Chamie also explained the importance of liquidity in the current environment.
“Liquidity is one of those risks that if you don’t pay attention too closely, it’ll give you a cut deep enough that you will die from it. Because if you can’t meet your cash calls, that’s it. You’re in outright liquidation mode. And now you’re doing things that you wish you had never exposed yourself to, like selling assets at distressed levels just to make a capital call.”
The dangers of passive investment
US policy has raised ‘stroke of the pen’ risks for companies, sectors and countries facing sudden shifts in operating conditions that have particularly exposed passive investors to risk. By assigning higher weights to the relatively expensive names, these market cap-based rules can amplify concentration risks.
“How particularly should you factor in that sort of stroke of the pen risk? I think it’s much more important than it has been in a very, very long time,” said Chamie.
These risks are intensifying as US companies – tech ones in particular – outperform and account for a growing share of global indices. This erodes diversification and heightens exposure to a narrow set of companies, countries, and risk factors. Private markets also face rising concentration and contagion risks, which could intensify if retail access expands.
IMCO suggests investors use custom indices to gain broad-based liquid exposure that aligns with investors’ beliefs, while also potentially limiting undue concentration risks. Investors should also complement passive exposure with active strategies that selectively allocate capital and dampen country risk via active management and capping country weights.
Investors can also diversify by identifying structural themes such as energy transition, digitalisation, or demographic shifts to participate in long-term returns resilient to cyclical volatility. IMCO also espouses the importance of a research-driven process, that regularly reviews capital market assumptions and tests them against portfolio objectives and risk tolerances as conditions change.
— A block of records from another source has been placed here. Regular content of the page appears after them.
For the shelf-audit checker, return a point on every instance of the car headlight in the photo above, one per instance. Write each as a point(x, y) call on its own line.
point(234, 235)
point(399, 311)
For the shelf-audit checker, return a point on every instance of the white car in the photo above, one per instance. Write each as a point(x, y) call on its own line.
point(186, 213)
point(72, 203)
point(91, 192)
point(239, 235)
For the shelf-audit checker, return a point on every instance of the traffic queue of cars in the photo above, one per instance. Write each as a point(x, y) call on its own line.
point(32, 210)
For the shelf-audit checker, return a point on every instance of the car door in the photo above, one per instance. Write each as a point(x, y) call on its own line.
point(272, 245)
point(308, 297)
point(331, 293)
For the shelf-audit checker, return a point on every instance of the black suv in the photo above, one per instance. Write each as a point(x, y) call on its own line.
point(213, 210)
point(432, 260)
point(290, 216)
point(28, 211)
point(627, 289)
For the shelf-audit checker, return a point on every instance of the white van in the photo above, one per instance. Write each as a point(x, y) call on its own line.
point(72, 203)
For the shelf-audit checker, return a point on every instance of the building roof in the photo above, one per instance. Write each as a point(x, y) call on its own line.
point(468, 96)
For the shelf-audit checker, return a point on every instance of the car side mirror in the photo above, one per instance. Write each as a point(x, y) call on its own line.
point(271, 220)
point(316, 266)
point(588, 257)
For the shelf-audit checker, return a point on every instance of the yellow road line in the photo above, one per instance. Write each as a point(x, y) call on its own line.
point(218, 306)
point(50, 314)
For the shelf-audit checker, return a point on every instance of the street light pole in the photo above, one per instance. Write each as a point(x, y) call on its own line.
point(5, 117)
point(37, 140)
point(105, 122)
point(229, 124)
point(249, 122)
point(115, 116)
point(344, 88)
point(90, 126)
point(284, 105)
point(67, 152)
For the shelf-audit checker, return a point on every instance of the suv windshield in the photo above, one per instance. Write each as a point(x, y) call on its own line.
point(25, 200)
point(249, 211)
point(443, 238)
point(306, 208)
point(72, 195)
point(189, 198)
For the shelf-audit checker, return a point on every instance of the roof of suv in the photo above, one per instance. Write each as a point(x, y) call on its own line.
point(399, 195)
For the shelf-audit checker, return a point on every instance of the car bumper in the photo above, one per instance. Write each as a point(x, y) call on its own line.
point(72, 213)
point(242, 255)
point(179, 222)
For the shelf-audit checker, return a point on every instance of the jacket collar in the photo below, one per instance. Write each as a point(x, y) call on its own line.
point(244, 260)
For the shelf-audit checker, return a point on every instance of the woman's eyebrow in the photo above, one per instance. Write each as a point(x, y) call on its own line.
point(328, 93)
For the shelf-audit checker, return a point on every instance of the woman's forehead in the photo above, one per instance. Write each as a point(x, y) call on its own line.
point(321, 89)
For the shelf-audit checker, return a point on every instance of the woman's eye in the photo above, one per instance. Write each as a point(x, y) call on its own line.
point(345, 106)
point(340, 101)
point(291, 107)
The investor implications of America’s new SWF
IMCO also highlights key themes investors should unpick from America’s new SWF, “an industrial policy tool” to “catalyse strategic domestic investments.” The envisioned SWF reflects a hands-on, interventionist approach that is unlike “typical” SWFs funded by commodity-driven trade surpluses as per Norges Bank Investment Management or the Abu Dhabi Investment Authority.
While falling under the Defense Production Act, the US government’s 2025 purchase of a stake in MP Materials, the country’s sole rare earth producer, provides an example of the types of investments that might flow through its new SWF. The administration has also hinted at using the SWF to accumulate foreign assets to promote global rebalancing.